The other day I mentioned Jonathan Klick's paper on the effects of mandatory waiting periods for abortions.
Given the prominence of abortion in the news, I thought readers might be interested in another paper of his, co-authored with Thomas Stratmann, on the effects of parental notification laws before minors can get an abortion on "risky sex." They use an ingenious measurement for "risky sex." Here's the Abstract for "Abortion Access and Risky Sex Among Teens: Parental Involvement Laws and Sexually Transmitted Diseases":
Laws requiring minors to seek parental consent or to notify a parent prior to obtaining an abortion raise the cost of risky sex for teenagers.

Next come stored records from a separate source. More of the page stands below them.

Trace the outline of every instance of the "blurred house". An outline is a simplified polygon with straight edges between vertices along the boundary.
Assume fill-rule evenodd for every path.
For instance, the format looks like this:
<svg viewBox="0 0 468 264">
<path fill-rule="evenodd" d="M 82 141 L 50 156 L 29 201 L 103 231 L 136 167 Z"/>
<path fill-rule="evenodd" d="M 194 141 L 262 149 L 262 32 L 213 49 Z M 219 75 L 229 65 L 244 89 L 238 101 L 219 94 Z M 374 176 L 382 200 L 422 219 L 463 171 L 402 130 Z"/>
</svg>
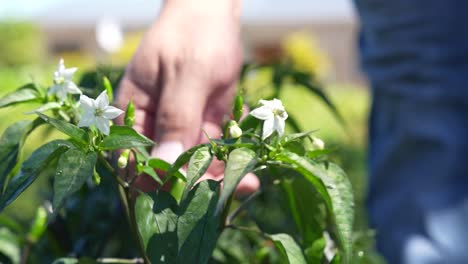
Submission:
<svg viewBox="0 0 468 264">
<path fill-rule="evenodd" d="M 330 56 L 332 81 L 360 82 L 355 52 L 357 27 L 347 1 L 296 2 L 302 6 L 288 4 L 294 1 L 244 1 L 242 39 L 246 59 L 274 60 L 280 56 L 285 36 L 296 31 L 310 32 Z M 128 34 L 144 30 L 160 7 L 161 2 L 156 0 L 65 0 L 36 16 L 35 20 L 43 27 L 52 54 L 80 52 L 99 58 L 105 53 L 96 35 L 96 27 L 102 19 L 112 19 Z"/>
</svg>

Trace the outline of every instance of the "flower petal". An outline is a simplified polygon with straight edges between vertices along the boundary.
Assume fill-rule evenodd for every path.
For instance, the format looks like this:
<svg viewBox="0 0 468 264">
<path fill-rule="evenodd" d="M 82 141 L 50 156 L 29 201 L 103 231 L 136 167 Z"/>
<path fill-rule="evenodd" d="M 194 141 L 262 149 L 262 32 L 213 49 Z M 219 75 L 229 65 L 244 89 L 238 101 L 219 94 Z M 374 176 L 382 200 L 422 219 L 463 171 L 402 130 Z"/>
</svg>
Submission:
<svg viewBox="0 0 468 264">
<path fill-rule="evenodd" d="M 263 123 L 262 139 L 265 139 L 271 136 L 271 134 L 273 134 L 273 131 L 275 131 L 274 124 L 275 124 L 274 118 L 269 118 L 265 120 L 265 122 Z"/>
<path fill-rule="evenodd" d="M 104 118 L 104 117 L 100 117 L 100 116 L 96 116 L 96 127 L 97 129 L 99 129 L 104 135 L 109 135 L 109 132 L 110 132 L 110 124 L 109 124 L 109 120 Z"/>
<path fill-rule="evenodd" d="M 68 93 L 82 94 L 80 88 L 78 88 L 74 82 L 65 82 L 65 85 L 67 86 Z"/>
<path fill-rule="evenodd" d="M 260 120 L 267 120 L 273 117 L 273 112 L 267 106 L 260 106 L 250 111 L 250 115 Z"/>
<path fill-rule="evenodd" d="M 49 88 L 49 92 L 47 94 L 48 95 L 56 94 L 59 88 L 60 88 L 60 85 L 54 84 Z"/>
<path fill-rule="evenodd" d="M 118 109 L 117 107 L 108 106 L 104 109 L 102 113 L 102 117 L 107 118 L 107 119 L 114 119 L 123 113 L 124 111 Z"/>
<path fill-rule="evenodd" d="M 61 74 L 65 70 L 65 62 L 60 58 L 59 64 L 57 66 L 57 72 Z"/>
<path fill-rule="evenodd" d="M 57 84 L 57 90 L 55 91 L 55 95 L 59 98 L 61 102 L 67 98 L 67 90 L 63 86 L 63 84 Z"/>
<path fill-rule="evenodd" d="M 80 122 L 78 122 L 79 127 L 90 127 L 96 123 L 95 116 L 92 112 L 85 112 L 81 116 Z"/>
<path fill-rule="evenodd" d="M 274 127 L 275 127 L 276 132 L 278 132 L 278 136 L 280 137 L 284 134 L 284 126 L 285 126 L 284 119 L 282 119 L 279 116 L 275 116 Z"/>
<path fill-rule="evenodd" d="M 107 106 L 109 106 L 109 97 L 107 96 L 106 91 L 102 91 L 102 93 L 96 98 L 96 107 L 104 110 Z"/>
<path fill-rule="evenodd" d="M 71 79 L 73 78 L 73 74 L 75 74 L 76 70 L 78 70 L 78 68 L 63 69 L 62 76 L 65 79 L 65 81 L 71 81 Z"/>
<path fill-rule="evenodd" d="M 88 96 L 82 94 L 80 96 L 80 108 L 85 112 L 92 112 L 96 110 L 95 101 Z"/>
</svg>

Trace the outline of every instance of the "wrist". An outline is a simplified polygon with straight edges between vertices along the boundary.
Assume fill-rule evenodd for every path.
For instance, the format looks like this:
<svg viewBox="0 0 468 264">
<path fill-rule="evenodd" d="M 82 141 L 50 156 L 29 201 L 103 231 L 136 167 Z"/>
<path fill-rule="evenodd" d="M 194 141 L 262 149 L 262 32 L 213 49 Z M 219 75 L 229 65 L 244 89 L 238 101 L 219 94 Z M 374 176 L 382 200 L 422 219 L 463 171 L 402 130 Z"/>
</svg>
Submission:
<svg viewBox="0 0 468 264">
<path fill-rule="evenodd" d="M 189 11 L 203 16 L 240 18 L 241 0 L 165 0 L 163 10 Z"/>
</svg>

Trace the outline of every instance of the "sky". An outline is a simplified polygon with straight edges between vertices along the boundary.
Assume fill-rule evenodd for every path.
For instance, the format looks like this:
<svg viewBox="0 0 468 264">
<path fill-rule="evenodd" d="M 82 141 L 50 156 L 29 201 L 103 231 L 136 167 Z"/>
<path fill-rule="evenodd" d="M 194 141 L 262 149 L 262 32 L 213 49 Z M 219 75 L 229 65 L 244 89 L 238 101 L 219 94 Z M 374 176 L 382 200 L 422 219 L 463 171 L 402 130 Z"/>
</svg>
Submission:
<svg viewBox="0 0 468 264">
<path fill-rule="evenodd" d="M 161 0 L 0 0 L 0 18 L 88 21 L 111 13 L 118 18 L 154 17 Z M 92 6 L 93 8 L 89 8 Z M 153 8 L 148 8 L 154 6 Z M 70 12 L 70 10 L 73 10 Z M 110 11 L 110 12 L 107 12 Z M 336 19 L 353 17 L 351 0 L 244 0 L 243 21 Z"/>
</svg>

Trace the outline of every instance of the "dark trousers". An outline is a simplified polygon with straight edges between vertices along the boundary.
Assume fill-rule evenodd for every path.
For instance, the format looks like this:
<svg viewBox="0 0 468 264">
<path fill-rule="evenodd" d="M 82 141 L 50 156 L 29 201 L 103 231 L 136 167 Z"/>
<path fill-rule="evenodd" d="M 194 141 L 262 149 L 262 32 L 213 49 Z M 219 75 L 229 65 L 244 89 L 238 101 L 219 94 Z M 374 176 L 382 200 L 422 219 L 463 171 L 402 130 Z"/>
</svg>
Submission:
<svg viewBox="0 0 468 264">
<path fill-rule="evenodd" d="M 468 1 L 355 4 L 378 249 L 390 264 L 468 263 Z"/>
</svg>

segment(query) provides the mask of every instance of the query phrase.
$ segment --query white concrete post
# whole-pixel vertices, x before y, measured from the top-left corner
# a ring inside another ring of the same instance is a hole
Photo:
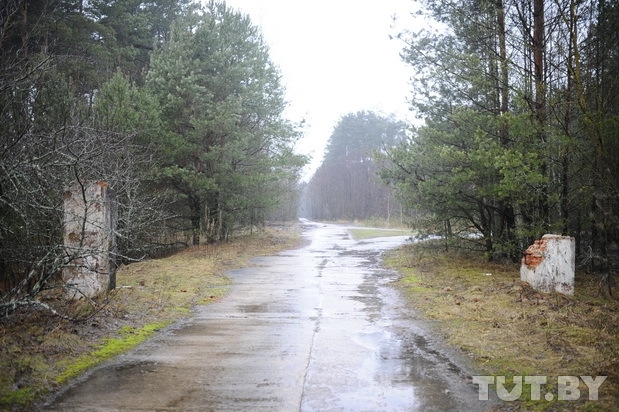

Assuming choices to engage in risky sex are made rationally, parental involvement laws should lead to less risky sex among teens, either because of a reduction of sexual activity altogether or because teens will be more fastidious in the use of birth control ex ante. Using gonorrhea rates among older women to control for unobserved heterogeneity across states, our results indicate that the enactment of parental involvement laws significantly reduces risky sexual activity among teenage girls. We estimate reductions in gonorrhea rates of 20 percent for Hispanics and 12 percent for whites. While we find a relatively small reduction in rates for black girls, it is not statistically significant. We speculate that the racial heterogeneity has to do with differences in family structure across races.